This is the multi-page printable view of this section. Click here to print.
HugeGraph Computing (OLAP)
1 - HugeGraph-Vermeer Quick Start
1. Overview of Vermeer
1.1 Architecture
Vermeer is a high-performance, memory-first graph computing framework written in Go
(start once, execute any task), supporting ultra-fast computation of 15+ OLAP graph algorithms (most tasks complete in seconds to minutes), with master and worker roles. Currently, there is only one master (HA can be added), and there can be multiple workers.
The master is responsible for communication, forwarding, and aggregation, with minimal computation and resource usage. Workers are computation nodes used to store graph data and run computation tasks, consuming a large amount of memory and CPU. The grpc and rest modules handle internal communication and external calls, respectively.
The framework’s runtime configuration can be passed via command-line parameters or specified in configuration files located in the config/
directory.

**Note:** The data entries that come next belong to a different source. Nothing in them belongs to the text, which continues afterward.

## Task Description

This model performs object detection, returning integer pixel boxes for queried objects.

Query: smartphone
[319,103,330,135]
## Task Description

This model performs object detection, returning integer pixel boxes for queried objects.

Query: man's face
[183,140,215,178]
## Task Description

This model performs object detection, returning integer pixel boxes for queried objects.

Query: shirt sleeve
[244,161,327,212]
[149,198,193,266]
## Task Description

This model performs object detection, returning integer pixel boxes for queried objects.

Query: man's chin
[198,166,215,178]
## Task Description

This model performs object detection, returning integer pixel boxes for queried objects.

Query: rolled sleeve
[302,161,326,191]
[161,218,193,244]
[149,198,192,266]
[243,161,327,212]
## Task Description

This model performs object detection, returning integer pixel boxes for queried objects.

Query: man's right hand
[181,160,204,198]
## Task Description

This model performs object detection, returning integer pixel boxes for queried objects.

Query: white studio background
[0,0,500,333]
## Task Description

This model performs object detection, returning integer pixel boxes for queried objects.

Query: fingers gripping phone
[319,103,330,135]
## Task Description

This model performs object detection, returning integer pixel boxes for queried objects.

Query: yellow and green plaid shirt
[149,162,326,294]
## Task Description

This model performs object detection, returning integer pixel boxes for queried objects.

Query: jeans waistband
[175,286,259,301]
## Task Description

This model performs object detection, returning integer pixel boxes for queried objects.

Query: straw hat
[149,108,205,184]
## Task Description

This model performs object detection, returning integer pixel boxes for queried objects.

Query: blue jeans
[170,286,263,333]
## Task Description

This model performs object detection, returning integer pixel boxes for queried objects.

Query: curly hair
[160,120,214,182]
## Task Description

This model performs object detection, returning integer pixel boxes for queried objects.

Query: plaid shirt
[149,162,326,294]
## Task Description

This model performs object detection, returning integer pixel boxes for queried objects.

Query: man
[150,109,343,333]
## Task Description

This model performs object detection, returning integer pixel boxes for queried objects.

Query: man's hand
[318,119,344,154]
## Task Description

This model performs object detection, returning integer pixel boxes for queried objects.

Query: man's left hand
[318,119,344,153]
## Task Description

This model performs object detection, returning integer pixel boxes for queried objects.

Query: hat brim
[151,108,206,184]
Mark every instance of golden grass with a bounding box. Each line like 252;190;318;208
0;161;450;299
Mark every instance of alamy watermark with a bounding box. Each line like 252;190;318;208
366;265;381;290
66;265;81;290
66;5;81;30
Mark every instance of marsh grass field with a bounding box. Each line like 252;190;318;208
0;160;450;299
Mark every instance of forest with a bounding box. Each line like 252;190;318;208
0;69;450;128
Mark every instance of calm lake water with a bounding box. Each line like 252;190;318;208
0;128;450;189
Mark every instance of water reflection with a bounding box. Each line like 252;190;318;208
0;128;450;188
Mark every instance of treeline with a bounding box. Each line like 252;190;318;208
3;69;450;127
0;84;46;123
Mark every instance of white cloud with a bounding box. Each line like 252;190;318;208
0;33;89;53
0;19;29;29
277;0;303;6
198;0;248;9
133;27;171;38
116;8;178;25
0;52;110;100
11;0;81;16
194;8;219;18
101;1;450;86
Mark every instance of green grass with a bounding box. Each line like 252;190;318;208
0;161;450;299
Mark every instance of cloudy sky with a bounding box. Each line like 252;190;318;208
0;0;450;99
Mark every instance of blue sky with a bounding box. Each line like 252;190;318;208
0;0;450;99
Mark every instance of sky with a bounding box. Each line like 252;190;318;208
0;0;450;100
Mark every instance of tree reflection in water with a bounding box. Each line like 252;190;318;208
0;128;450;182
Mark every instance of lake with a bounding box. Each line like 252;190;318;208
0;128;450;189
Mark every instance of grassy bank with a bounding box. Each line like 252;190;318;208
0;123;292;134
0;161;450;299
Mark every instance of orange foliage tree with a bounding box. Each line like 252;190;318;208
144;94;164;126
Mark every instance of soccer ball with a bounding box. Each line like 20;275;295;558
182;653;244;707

The --env
parameter can specify which configuration file to use, e.g., --env=master
specifies using master.ini
. Note that the master needs to specify the listening port, and the worker needs to specify the listening port and the master’s ip:port
.
1.2 Running Method
Enter the directory and input ./vermeer --env=master
or ./vermeer --env=worker01
.
2. Task Creation REST API
2.1 Introduction
This REST API provides all task creation functions, including reading graph data and various computation functions, offering both asynchronous and synchronous return interfaces. The returned content includes information about the created tasks. The overall process of using Vermeer is to first create a task to read the graph data, and after the graph is read, create a computation task to execute the computation. The graph will not be automatically deleted; multiple computation tasks can be run on one graph without repeated reading. If deletion is needed, the delete graph interface can be used. Task statuses can be divided into graph reading task status and computation task status. Generally, the client only needs to know four statuses: created, in progress, completed, and error. The graph status is the basis for determining whether the graph is available. If the graph is being read or the graph status is erroneous, the graph cannot be used to create computation tasks. The delete graph interface is only available when the graph is in the loaded or error status and has no computation tasks.
Available URLs are as follows:
- Asynchronous return interface: POST http://master_ip:port/tasks/create returns only whether the task creation is successful, and the task status needs to be actively queried to determine completion.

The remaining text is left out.